Still, the feasibility and merits of CBDCs are up for debate . Fellow expert Ignazio Angeloni, a current board member of the ECB, argued that by issuing a digital euro, “a regulator-supervisor [like the ECB] should not be a market participant.” The rules of fair competition would be violated.
German Social Democrat lawmaker Joachim Schuster also wondered if a digital euro is worthwhile if consumers faced hassles like account limits. “What’s the point of this for the consumer … do you think it would actually be used?”
Yet the former Spanish central banker remains unfazed. As the key legislator guiding negotiations in the parliament, Stefan Berger, made clear: “I want to create a situation where the European Parliament makes it obvious that we want a digital euro.”

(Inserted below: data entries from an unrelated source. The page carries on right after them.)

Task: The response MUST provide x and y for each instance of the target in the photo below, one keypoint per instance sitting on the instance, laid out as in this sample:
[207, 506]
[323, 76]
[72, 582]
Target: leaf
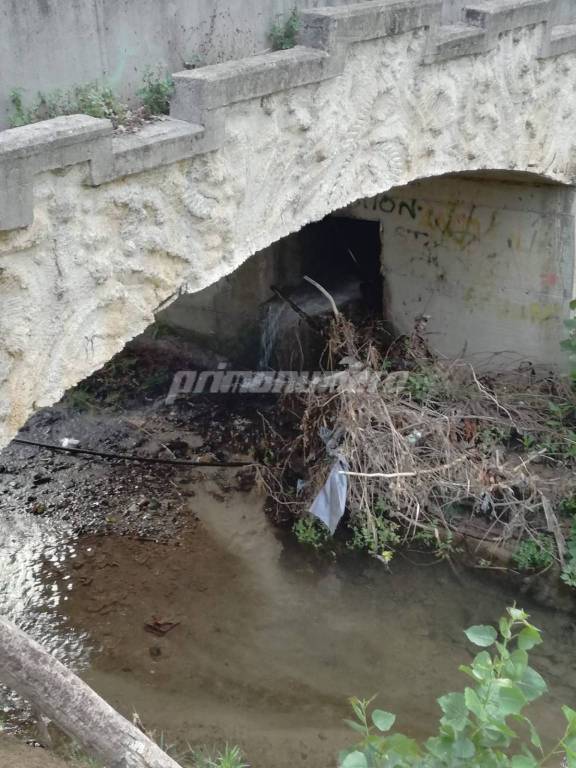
[528, 638]
[511, 700]
[355, 760]
[473, 703]
[570, 716]
[454, 707]
[463, 748]
[532, 684]
[482, 666]
[524, 761]
[383, 720]
[482, 635]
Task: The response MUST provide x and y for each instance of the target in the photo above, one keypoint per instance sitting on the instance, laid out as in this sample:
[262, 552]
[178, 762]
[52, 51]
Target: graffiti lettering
[386, 204]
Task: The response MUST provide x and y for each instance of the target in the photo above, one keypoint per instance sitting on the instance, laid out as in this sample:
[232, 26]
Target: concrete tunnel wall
[51, 44]
[100, 231]
[491, 262]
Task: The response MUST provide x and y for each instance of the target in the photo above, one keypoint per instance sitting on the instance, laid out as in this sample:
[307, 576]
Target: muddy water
[270, 642]
[34, 585]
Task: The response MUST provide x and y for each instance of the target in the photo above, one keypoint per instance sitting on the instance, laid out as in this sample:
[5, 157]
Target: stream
[269, 639]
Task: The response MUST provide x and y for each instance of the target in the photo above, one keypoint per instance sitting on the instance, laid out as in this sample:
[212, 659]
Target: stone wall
[489, 261]
[50, 44]
[101, 230]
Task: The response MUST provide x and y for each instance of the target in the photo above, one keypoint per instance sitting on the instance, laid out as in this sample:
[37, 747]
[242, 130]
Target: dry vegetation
[437, 448]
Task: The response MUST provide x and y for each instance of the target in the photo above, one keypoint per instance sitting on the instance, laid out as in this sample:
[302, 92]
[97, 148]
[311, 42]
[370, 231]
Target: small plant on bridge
[569, 344]
[91, 99]
[283, 34]
[477, 727]
[156, 92]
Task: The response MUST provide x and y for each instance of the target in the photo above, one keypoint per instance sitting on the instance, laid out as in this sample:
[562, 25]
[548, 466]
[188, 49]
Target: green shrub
[283, 35]
[91, 99]
[477, 725]
[310, 531]
[534, 554]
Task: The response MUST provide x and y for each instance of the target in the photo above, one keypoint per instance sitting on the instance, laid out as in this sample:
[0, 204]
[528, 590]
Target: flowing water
[270, 641]
[269, 333]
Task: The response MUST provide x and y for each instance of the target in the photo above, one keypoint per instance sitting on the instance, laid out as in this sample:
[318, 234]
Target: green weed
[156, 92]
[534, 554]
[283, 34]
[310, 531]
[476, 726]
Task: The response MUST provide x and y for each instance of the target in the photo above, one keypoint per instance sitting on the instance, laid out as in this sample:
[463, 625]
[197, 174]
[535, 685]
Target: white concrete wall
[49, 44]
[490, 262]
[88, 274]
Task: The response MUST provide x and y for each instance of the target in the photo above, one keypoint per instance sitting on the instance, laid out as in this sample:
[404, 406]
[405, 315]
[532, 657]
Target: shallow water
[271, 641]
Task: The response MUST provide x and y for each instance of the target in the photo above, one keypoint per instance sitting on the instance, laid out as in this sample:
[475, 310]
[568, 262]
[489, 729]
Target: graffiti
[412, 234]
[386, 204]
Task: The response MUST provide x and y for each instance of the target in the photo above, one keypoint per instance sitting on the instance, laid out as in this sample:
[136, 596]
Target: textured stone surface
[87, 275]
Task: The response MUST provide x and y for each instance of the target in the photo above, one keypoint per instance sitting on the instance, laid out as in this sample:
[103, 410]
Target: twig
[391, 475]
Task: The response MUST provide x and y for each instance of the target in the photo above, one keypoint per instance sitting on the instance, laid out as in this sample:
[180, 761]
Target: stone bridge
[98, 229]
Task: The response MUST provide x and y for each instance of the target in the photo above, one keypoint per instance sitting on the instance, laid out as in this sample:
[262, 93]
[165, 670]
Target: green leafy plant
[156, 92]
[477, 726]
[229, 757]
[310, 531]
[534, 554]
[568, 574]
[283, 34]
[92, 99]
[19, 114]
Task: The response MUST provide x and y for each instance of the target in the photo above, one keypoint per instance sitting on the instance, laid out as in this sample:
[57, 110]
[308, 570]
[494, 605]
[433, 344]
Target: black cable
[129, 457]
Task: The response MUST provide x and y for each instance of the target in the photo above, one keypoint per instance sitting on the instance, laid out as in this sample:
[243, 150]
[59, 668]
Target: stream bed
[270, 639]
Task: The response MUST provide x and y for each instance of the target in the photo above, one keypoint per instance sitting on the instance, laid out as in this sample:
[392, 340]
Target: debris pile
[430, 444]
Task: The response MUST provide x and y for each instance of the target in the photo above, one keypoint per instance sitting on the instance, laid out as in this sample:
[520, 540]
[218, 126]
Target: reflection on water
[269, 642]
[33, 551]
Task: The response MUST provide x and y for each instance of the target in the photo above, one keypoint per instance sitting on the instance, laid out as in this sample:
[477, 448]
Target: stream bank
[267, 639]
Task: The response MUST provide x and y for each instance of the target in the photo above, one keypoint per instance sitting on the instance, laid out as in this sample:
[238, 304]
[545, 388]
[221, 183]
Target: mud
[269, 639]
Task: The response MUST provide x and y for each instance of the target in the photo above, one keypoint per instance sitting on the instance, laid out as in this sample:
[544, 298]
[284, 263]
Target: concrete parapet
[198, 114]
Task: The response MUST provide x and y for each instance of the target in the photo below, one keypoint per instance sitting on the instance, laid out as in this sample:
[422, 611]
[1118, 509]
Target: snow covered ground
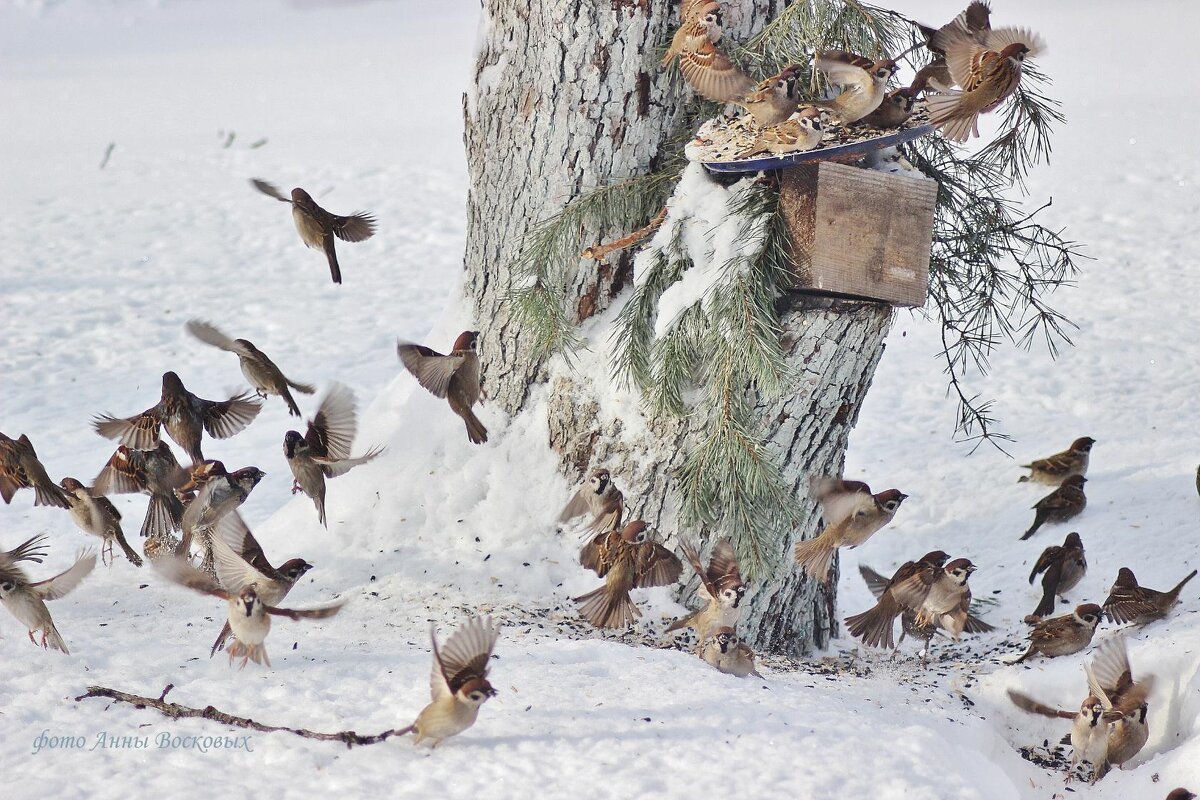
[359, 102]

The ECB has yet to make a decision on issuing a digital euro, although the bank has recently begun preparing for a potential implementation after a phase of investigation.
Ordóñez has long been fascinated by the concept of CBDCs. In a 2018 speech , the former central banker, who was in post at the Bank of Spain between 2006 and 2012, argued that (then) recent advances in computing capacity enabled central banks to issue digital money.
The former central banker has also stuck remarkably close to the arguments he made five years ago. This hypothetical digital money would radically transform banking, because such “Secure Money” deposited in central banks would avoid banking crises that currently impose immense social costs. Private banks would lose key privileges and protections, and credit markets could be fully open to competition and innovation.
This “pandora’s box” could force private banks as we know them to either transform or disappear, he said, though such systemic change usually occurs slowly over time. To date, this has not happened. Although CBDCs are in a relatively early stage of development across the globe, with only a few countries fully rolling them out.
In the case of Nigeria, one of the first to issue a CBDC, limited enthusiasm has characterized the project’s reception thus far.